Survey: Manufacturers anticipate growth

A survey shows that most small and mid-sized manufacturers are counting on continued economic growth for U.S. manufacturing for the rest of 2011.


Prime Advantage, a buying consortium for midsized manufacturers, announced the results of its eighth Prime Advantage Group Outlook (GO) Survey, revealing the top economic concerns of small and midsized North American manufacturers for the second half of 2011.

Revenue Expectations for 2011 Continue to Show Optimism
Forty percent of survey respondents expect revenue increases over the last half of 2011. The leading drivers include new product lines and overall growth in customer demand. Respondents are more positive this year than in August 2010, when 36% of respondents expected revenues to increase in the next 6 months. Another 47 percent believe that revenues will remain the same for the rest of the year, on par with August 2010, where 45 percent felt revenues would remain the same.

Just 13 percent said they predicted revenues would fall in the last half of 2011, with anticipated slowdown in specific markets and overall customer demand listed as main reasons for the decline. This number shows improved confidence when compared to August 2010, when 18 percent anticipated revenues to decline.

Capital Spending More Careful
Seventy-nine percent of those surveyed stated capital spending, such as purchases of property or equipment, would stay equal to February projections or increase over the last half of 2011. Of these, 54 percent predicted their capital spending would remain steady and 24 percent predicted an increase. Another 21 percent said they would decrease their spending as compared to the first half of 2011, on par with August 2010 (20 percent). Similar projections were just announced in the National Association of Manufacturers Survey, with 82 percent of manufacturers expecting capital spending to increase or stay the same over the next year.

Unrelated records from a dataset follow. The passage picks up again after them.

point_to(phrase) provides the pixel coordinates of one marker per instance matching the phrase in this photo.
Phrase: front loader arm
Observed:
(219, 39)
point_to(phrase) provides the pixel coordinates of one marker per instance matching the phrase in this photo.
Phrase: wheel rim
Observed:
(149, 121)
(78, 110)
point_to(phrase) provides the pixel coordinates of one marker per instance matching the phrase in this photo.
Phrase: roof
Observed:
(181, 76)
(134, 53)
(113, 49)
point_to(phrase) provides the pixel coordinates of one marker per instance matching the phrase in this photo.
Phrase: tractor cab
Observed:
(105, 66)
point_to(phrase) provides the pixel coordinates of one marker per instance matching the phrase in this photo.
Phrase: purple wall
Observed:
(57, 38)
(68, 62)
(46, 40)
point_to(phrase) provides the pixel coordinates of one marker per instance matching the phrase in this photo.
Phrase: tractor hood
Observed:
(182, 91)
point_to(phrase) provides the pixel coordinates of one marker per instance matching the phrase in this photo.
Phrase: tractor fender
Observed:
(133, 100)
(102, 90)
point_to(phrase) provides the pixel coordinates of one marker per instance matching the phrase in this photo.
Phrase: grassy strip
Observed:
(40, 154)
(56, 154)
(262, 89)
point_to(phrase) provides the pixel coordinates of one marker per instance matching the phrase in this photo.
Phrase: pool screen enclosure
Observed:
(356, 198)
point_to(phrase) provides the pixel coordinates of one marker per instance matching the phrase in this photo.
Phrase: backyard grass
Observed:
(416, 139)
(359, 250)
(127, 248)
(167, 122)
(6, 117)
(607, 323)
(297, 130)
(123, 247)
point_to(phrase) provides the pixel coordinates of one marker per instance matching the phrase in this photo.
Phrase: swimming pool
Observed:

Employment Outlook More Conservative
Eighty-eight percent of the respondents surveyed expect employment levels to either match February projections or increase, with 51 percent holding steady and 36 percent expecting to increase employment in the second half of 2011. These numbers show a slight increase over the expectations from August 2010 (when 32 percent expected more hiring), while results of the June RSM McGladrey Manufacturing & Distribution Monitor Report reflected slightly more optimism, with the majority of respondents expecting an increase in hiring.

Survey respondents also expect a slight increase in layoffs from the beginning of this year (11 percent over the last half of 2011, compared to just three percent predicted for the first half of 2011, and six percent in August 2010). This result is far from the levels of January 2010, when 20 percent of companies expected layoffs.

Top Cost Pressures: Raw Materials and Components, Logistics and Health Care
The top cost pressures that most concern mid-sized manufacturing companies over the next six months include the cost of raw materials (82 percent), followed by the cost of base materials for components (72 percent). Logistics and healthcare nearly tied as the third highest cost pressure concern (43 percent and 40 percent, respectively).

Raw materials and components (such as metals and plastics) have appeared as the top cost pressure in every Group Outlook survey conducted since June 2008. However, this survey's results suggest the situation is improving slightly over the January 2011 results, when 96% of respondents including it as a top three concern. The recent Beige Book echoes that, with a majority of districts reporting fewer price pressures.

Supply Chain Focus Issues
When asked to rank supply chain focus points for the remainder of 2011, 81 percent said that cost containment and reduction was the top issue, followed by the need to reduce inventory levels (59 percent), managing and reducing supply chain risks (45 percent) and eliminating inefficient processes (44 percent).